B2011DW caught up to Murphy last month to get his thoughts on the season, his progress as a player and some other aspects of his game.

Bruins 2011 Draft Watch: Assuming you were sitting in a room with an NHL team's scouting staff at the draft combine, tell us how you would sell yourself to them as a player worthy of a top selection- in your own words.

Ryan Murphy: Obviously, I'm an offensive defenseman and I have the skating and skills to be a factor offensively. I like to join the rush and I can help on the power play. But beyond that, I'm an improved player defensively from where I was. I think I've learned how to play the position more effectively; how to use my feet and my head to make the right plays and be in position to prevent other team's from scoring goals. I'm still learning, but I know that I can be counted on to be an effective player at both ends of the ice, and that's what I would tell any NHL team.

B2011DW: What has been the most important aspect of your development in Kitchener since you came into the OHL?

RM: My coaches (in Kitchener) Steve Spott, Paul Fixter, and Troy Smith have taught me so much about the game, my positioning and not putting my team at a disadvantage defensively I don't want to make it sound like I couldn't do it before, because I've had some great coaches in my life before I came to Kitchener. But at the same time, I would say that I was always allowed to attack and play aggressively without a lot of emphasis on my own end. Being on this club, I've had to be much more responsible defensively, and the coaches have taken a real interest in making me a complete player while not taking away from my strengths. It's been a great experience here and I couldn't ask for a better situation.

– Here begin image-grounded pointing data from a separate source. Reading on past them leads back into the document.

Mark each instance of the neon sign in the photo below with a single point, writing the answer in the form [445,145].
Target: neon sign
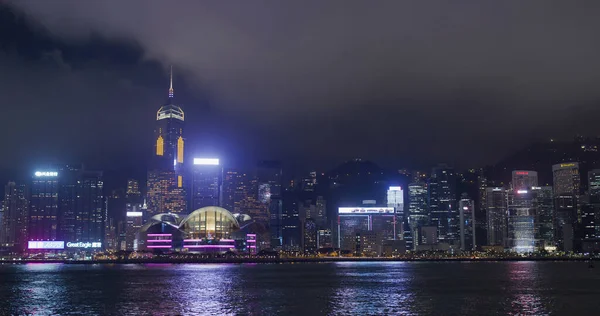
[46,174]
[80,244]
[46,244]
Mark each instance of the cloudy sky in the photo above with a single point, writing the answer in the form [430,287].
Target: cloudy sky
[404,83]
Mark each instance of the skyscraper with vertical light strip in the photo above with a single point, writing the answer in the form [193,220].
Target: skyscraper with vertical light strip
[166,191]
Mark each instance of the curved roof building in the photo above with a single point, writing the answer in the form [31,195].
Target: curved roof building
[208,229]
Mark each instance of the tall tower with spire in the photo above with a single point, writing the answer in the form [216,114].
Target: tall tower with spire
[165,176]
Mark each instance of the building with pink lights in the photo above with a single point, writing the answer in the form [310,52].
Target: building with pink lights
[209,229]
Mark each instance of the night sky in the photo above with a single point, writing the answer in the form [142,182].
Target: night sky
[312,83]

B2011DW: Talk a little about that playoff loss to Windsor last spring after having a 3-0 lead in the series. What did that experience overall do for you as a player?

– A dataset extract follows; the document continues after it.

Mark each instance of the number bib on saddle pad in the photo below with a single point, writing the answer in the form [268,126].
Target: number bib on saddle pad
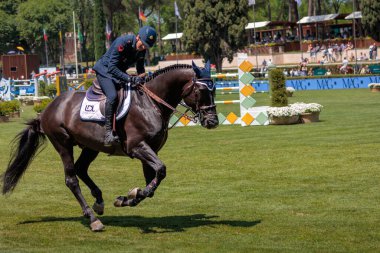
[92,108]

RM: It wasn't a good feeling after they came back, that's for sure. At the same time, they were a great team with a lot of NHL-drafted players and I think that in the end, their depth won out. I learned a lot about the team and what it takes to play at this level and the kind of intensity the OHL playoffs take on.The way I look at it, we took the best team in Canada to within one game of the OHL final. I learned a lot from going up against players like Taylor Hall, Ryan Ellis and all of the NHL draft picks they had on their roster. We came up short, but I think it helped us to grow as a team, too.

B2011DW: I saw you make an unbelievable pass to Jason Akeson during a recent game against Oshawa from the top of the point, right on the tape where he was standing just a few feet off the far post. Is that a play that just comes natural to you?

RM: I like to say I have pretty good vision. But I’ve been playing on this team a long time, and I think we’ve developed a lot of chemistry here. We have a great group of guys, and I just know where (Jason) Akeson is on the ice, so my teammates usually make it pretty easy for me to get the puck to them. A lot of it is instinctive, so it's hard to describe the process behind making one decision over another, but having the ability to process the game quickly is definitely something that I don't take for granted.

B2011DW: Beyond the coaching and development you've gotten in Kitchener, who are some of the other people who have been the most influential to you thus far in your hockey career?

RM: Obviously, my parents have given me so much support over the years. I wouldn't be the person and player I am without them and their willingness to make so many sacrifices for me when it comes to hockey. Also, my coach with the Simcoe Express, Maurice Catenacci has been huge for me. He was a terrific coach and mentor who made hockey a lot of fun for the guys on the team and really brought us together. I learned so much from him, and the experiences I had on that club will always stay with me.

Murphy has a great deal going for him. Although he lacks the kind of size and functional strength to be considered a sure thing as an NHL defenseman, as one of the most skilled "small men" in this class, you don't want to bet against him, either. He has been proving the detractors wrong with a flourish. He's likely to do the same at the next level.